Here is a special posting, a review written by frequent guest critic and writer for this blog, John W. Barker. Barker (below) is an emeritus professor of Medieval history at the University of Wisconsin-Madison. He also is a well-known classical music critic who writes for Isthmus and the American Record Guide, and who hosts an early music show once a month on Sunday morning on WORT-FM 89.9 FM. For years, he served on the Board of Advisors for the Madison Early Music Festival and frequently gives pre-concert lectures in Madison.

By John W. Barker

While snow may have restricted the audience attending the Pro Arte Quartet (below, in a photo by Rick Langer) on Saturday night, those who came were amply rewarded with a virtually perfect program of superb music.

The program brought together three Austrian works, two by those Classical-era titans, Franz Joseph Haydn and Wolfgang Amadeus Mozart, and the third by the Austrian early Romantic Franz Schubert.

The combination of the first two was particularly stimulating, an opportunity to reckon how different from each other were these composers who are so often bracketed together.

The E-flat Quartet is No. 3 in the Op. 50 set that some commentators have viewed as the response by Haydn (below) to the set of six quartets that Mozart had recently published in Haydn’s honor.

Deliberately, Haydn chose to avoid matching Mozart’s lyricism and rich imagination, turning instead to statements of strength in austere textures.

Composed in 1790, a year before his death and only three years after the Haydn work, the Quartet in B-flat, K. 589, by Mozart (below) was his penultimate quartet, part of a series to be written for the King of Prussia who played the cello, which is featured prominently in the quartet.

Here we have a Mozartian style that is expansive and exploratory.

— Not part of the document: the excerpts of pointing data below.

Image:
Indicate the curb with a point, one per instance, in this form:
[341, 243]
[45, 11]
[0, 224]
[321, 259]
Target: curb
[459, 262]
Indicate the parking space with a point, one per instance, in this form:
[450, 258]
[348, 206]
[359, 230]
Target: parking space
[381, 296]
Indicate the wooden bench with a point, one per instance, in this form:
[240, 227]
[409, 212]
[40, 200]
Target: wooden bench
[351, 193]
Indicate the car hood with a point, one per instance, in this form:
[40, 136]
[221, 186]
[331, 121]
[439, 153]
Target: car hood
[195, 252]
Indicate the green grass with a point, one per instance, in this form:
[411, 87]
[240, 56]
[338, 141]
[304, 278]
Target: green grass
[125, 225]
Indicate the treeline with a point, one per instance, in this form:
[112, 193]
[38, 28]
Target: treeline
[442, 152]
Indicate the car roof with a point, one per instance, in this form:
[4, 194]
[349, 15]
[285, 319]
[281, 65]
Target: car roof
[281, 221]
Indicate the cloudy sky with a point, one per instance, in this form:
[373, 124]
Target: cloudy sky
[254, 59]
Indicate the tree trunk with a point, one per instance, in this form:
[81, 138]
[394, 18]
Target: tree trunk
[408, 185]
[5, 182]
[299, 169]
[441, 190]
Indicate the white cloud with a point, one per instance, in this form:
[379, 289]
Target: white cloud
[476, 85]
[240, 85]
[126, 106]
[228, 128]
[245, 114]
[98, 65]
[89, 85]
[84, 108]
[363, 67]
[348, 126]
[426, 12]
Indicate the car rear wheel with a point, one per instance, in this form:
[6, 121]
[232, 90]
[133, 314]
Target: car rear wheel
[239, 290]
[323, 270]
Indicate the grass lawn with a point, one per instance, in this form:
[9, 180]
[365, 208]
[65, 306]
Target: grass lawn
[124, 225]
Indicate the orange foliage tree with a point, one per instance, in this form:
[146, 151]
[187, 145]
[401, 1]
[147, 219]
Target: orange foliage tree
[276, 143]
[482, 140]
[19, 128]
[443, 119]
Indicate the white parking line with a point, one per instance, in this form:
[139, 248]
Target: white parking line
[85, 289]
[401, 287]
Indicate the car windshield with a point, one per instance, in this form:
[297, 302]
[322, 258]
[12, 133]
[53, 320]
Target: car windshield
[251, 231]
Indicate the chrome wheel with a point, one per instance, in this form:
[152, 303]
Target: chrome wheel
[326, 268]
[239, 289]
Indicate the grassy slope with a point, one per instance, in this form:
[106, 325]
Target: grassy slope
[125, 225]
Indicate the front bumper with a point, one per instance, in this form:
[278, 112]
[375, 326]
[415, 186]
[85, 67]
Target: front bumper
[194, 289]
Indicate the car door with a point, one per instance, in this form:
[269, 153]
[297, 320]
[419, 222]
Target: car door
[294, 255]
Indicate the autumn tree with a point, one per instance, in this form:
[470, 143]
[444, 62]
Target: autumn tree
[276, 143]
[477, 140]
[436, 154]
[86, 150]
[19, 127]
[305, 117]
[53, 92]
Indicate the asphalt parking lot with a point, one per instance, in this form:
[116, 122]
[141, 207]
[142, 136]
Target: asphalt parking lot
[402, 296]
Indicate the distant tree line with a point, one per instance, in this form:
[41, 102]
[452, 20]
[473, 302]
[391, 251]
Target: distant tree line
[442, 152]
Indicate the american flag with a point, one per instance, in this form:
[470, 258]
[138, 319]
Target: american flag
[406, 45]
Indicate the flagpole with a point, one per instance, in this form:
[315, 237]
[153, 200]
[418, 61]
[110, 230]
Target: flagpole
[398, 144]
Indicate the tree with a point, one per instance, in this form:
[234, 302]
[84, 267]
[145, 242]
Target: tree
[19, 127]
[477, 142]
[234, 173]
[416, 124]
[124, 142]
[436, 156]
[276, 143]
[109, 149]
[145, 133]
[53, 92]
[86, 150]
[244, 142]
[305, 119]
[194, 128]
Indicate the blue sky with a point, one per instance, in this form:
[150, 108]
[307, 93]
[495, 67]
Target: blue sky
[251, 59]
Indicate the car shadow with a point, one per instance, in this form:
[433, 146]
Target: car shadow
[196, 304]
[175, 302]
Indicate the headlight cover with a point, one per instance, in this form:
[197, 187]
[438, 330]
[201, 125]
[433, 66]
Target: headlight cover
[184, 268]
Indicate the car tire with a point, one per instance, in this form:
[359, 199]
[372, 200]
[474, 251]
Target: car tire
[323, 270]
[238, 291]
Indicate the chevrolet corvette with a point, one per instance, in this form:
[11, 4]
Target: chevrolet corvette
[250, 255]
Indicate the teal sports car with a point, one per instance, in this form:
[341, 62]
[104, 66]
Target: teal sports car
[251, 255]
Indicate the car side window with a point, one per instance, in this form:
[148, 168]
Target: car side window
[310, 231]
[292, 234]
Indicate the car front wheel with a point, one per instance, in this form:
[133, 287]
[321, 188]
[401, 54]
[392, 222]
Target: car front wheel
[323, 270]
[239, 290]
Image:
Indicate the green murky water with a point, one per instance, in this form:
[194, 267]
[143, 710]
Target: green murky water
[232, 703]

Amid music of great lyric beauty and even vivacity, we have a Menuetto third movement whose Trio, or midsection, is remarkably dark and ambiguous. (You can hear a period-instrument performance of the third movement in the YouTube video at the bottom)

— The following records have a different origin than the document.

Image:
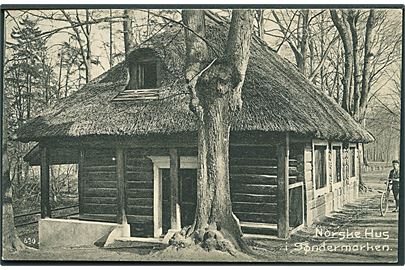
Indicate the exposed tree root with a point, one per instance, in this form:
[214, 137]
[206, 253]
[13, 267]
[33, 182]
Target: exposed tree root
[210, 238]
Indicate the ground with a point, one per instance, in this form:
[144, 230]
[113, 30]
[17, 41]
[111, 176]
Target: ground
[361, 235]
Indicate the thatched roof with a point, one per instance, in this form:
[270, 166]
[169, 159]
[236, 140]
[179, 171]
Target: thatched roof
[276, 98]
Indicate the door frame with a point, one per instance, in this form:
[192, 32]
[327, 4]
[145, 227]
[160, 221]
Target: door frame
[159, 163]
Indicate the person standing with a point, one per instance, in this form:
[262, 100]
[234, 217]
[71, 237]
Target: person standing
[394, 179]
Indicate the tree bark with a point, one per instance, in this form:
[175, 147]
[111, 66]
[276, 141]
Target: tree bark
[345, 35]
[215, 91]
[11, 242]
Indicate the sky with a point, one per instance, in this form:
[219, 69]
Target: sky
[100, 34]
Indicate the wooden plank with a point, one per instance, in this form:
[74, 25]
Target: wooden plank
[45, 203]
[100, 200]
[253, 179]
[282, 189]
[174, 189]
[100, 192]
[243, 197]
[120, 173]
[140, 193]
[102, 184]
[140, 219]
[101, 168]
[140, 210]
[98, 217]
[91, 208]
[139, 201]
[139, 176]
[140, 185]
[256, 217]
[269, 170]
[235, 161]
[254, 188]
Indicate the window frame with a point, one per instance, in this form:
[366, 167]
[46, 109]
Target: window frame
[356, 167]
[340, 183]
[322, 190]
[135, 63]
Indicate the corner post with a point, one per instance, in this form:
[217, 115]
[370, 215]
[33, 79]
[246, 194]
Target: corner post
[45, 204]
[80, 180]
[120, 172]
[283, 200]
[175, 221]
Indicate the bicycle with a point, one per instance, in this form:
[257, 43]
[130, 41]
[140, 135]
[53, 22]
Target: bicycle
[384, 200]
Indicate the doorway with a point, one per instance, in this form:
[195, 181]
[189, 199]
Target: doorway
[187, 197]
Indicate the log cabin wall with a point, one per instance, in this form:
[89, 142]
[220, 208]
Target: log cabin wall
[97, 176]
[97, 181]
[253, 181]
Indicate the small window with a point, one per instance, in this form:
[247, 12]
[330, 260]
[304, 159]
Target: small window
[352, 161]
[336, 164]
[320, 166]
[143, 75]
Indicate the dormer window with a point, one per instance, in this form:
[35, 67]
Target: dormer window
[144, 75]
[144, 80]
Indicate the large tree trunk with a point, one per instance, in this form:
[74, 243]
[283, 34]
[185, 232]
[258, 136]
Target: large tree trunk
[345, 35]
[365, 83]
[11, 241]
[215, 91]
[352, 19]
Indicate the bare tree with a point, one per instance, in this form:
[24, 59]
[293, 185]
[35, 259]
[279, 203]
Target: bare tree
[11, 241]
[215, 98]
[343, 28]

The Pro Arte players brought out the individuality of the two different styles quite beautifully. To my ears, the viola lines were delivered with notable strength and color by Sally Chisholm.

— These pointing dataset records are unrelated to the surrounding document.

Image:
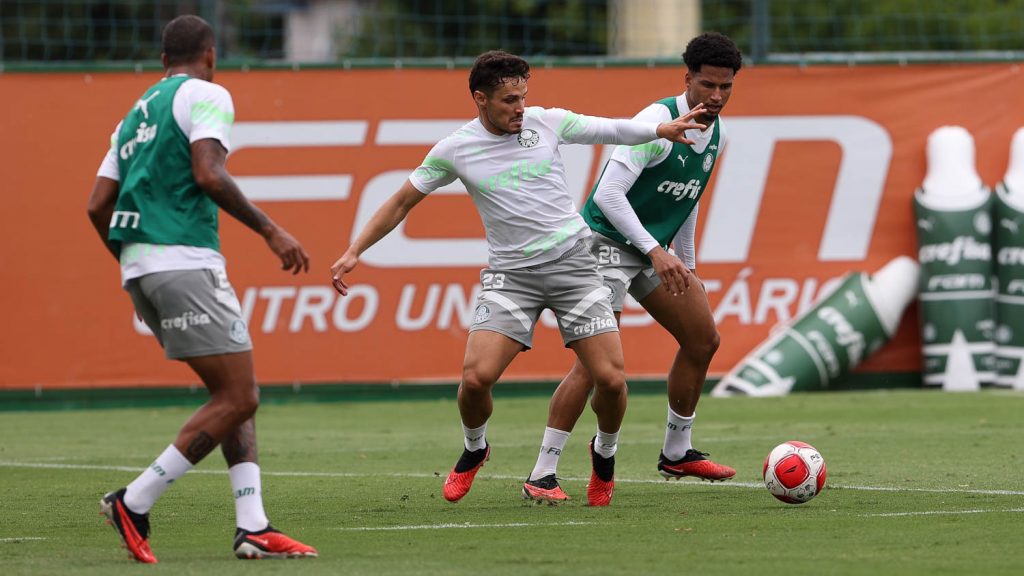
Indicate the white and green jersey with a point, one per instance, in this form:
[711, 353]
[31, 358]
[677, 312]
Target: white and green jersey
[517, 181]
[163, 220]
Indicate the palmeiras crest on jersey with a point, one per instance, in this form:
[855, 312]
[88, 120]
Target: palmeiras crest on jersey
[482, 314]
[709, 162]
[528, 137]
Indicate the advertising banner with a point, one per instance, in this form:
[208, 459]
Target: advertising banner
[816, 180]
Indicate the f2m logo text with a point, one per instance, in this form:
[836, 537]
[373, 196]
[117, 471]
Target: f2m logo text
[730, 217]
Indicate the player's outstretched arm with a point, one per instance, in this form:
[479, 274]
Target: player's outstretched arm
[390, 214]
[211, 175]
[101, 202]
[676, 130]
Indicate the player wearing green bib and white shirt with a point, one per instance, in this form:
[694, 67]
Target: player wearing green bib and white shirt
[155, 205]
[539, 246]
[645, 200]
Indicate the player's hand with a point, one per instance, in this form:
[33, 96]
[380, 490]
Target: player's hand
[287, 248]
[343, 265]
[674, 274]
[676, 130]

The final work, and the longest, was one of Schubert’s amazing late quartets. The No. 13 in A minor, D. 804), from 1824 is known as the “Rosamunde” Quartet because the second movement is the elaboration by Schubert (below) of the lovely melody in the well-known interlude in his incidental music for the play of that title.

Despite a somewhat moody first movement, the work as a whole is suffused with Schubert’s very special, very personal lyricism. Analyses of it can be instructive, but ultimately this remains music for the soul, not just the brain, I think.

The Pro Arte understands that well, and gave a generous demonstration of its beauties.

It proved such a wonderful concert, for which we can only give warm thanks to the UW-Madison’s Mead-Witter School of Music where the Pro Arte Quartet has been an artist-in-residence since World War II.